I even mapped the profile of people who sent me these messages. Who exactly are these people? I didn’t get too far with this one. There were all kinds. Vendors, agencies, bosses and friends. There was no way I could find a common thread in this diverse group of people. My next step was to map these people on demographics. Here too, there was no skew towards any gender or age. So this theory also went for a toss. As a last resort, I shall try to put in my understanding of this phenomenon.
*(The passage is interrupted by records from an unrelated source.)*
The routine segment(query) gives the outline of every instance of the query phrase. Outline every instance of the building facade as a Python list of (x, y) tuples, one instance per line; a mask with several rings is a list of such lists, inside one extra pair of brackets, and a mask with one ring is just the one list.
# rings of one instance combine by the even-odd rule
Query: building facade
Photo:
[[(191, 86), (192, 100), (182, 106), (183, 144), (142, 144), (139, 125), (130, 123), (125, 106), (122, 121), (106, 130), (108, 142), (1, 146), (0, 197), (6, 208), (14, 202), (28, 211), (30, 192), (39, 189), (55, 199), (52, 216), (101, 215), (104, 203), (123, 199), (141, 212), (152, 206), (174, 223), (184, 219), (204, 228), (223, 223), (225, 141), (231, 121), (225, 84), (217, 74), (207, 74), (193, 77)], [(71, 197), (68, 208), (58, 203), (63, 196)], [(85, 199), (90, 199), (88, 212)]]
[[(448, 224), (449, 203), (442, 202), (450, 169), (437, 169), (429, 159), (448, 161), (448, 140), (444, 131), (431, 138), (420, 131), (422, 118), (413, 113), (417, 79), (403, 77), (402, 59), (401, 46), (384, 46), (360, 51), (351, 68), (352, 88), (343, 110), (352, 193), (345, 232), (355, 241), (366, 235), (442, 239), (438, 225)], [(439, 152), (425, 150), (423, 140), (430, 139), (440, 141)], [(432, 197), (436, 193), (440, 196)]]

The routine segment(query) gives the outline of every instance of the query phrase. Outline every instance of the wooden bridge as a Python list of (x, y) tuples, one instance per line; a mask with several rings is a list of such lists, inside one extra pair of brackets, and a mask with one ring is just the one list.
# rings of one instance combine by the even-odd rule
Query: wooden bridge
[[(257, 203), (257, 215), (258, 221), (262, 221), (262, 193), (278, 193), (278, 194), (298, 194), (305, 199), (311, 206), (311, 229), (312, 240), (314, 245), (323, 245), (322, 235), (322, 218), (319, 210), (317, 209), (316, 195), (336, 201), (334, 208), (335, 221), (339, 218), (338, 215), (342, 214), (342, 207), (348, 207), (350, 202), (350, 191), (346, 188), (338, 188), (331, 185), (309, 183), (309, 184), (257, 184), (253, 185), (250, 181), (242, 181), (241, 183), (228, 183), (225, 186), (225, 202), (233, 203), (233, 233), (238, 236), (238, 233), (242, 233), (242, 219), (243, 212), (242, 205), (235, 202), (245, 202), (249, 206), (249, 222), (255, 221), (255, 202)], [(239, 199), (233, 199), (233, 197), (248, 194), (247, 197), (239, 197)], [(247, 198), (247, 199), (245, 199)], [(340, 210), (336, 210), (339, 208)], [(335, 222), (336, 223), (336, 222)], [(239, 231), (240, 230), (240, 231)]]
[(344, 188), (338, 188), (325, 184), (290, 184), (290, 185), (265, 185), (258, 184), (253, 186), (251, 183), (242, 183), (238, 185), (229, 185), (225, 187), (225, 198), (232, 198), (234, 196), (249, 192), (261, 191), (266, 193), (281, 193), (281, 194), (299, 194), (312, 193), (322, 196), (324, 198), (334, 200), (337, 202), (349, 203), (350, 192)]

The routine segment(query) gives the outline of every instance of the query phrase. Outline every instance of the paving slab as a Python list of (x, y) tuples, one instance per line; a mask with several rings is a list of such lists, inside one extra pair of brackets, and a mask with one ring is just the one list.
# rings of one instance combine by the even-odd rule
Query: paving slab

But before that, a basic truth of our times. Technology has infinitely increased convenience and killed the warmth between people. Earlier, Ms. Arora and family would either meet up or call Ms. Bhandari and family on Diwali day. Today, Ms. Arora finds the click of an SMS to be of immense convenience to make up for that meeting or call or that greeting card. Now this is between friends who’ve been there for each other for some time. There’s another side to it and this is where I think I might be jumping into a controversial net. But let’s see if we can think this through.

These SMS/Mailers have helped people who hardly know me to wish me. This has enabled these people to cast the net of their acquaintances wide without any incremental cost. The downside being that if I hardly know anyone, receiving a “Happy Diwali” SMS from these people is not exactly my idea of the beginning of an endearing relationship with such people. I’m sure these people are also aware of this fact. If they are, then why do they still do it? More importantly, do these people expect a reply from us? In case of mass e-mailers, am not sure if they do or not but in case of SMS’, I’ve a sneaking suspicion that they are expecting a reply. This means I receive an SMS from someone wishing me “Happy Diwali” which doesn’t excite me at all. As a gesture of simple courtesy, (I make it a point to always respond whenever approached on mail/call/SMS/Orkut) I reply politely wishing the sender as well. Now this is obviously personalized because I’m replying to someone’s message. The sender feels good having received this personalized reply. It is now that the whole exercise of wishing people through mass mailers/SMS’ seems that bit of a farce to me.

Firstly, you put me in a mass basket.
Secondly, if I reply, you’re happy about it.
Thirdly, in this whole exercise, I didn’t feel special at all getting either wished or wishing you. Nevertheless, you’re the one who walked away with the personalized reply.

It somehow hence seems that the people who actually were sending these mass messages want to be wished themselves. I’d agree that no one consciously sends these dispatches thinking that ‘Since I want to be wished let me send out an SMS/E-mail to the 312 people in my address book.’ But the more I think about it, it appears to me that the singular underlying motive for which people seem to be sending these “mass dispatches” is self-gratification.

While it might be a coincidence, a majority of my friends, who sent these messages were also single. This also leads me to believe that for such people their need for self-gratification was even more than the average 24 year old who was committed, engaged or married. These were all nice people but probably lacked that constant backing in their life that keeps them informed about how nice or good or great their own existence was. Consequently being wished in return on an occasion like Diwali just happens to be an occasion to feel good about themselves.

A loophole in my explanation is that why do I feel obliged to reply. I could rant about courtesy but my simple view is every action has a reaction. My reaction is against the stimulus and here I’m trying to pin down the reason for the stimulus.

Another view that might go against my theory is that these people wished others on a mass basis because they simply thought it’s a nice gesture to wish everyone with least effort. That’s all!

To which my reply is, if someone is that special enough to deserve this nice gesture, what’s a little extra effort in sending a simple personalized SMS/E-Mailer? And if someone is not that special enough then why even bother?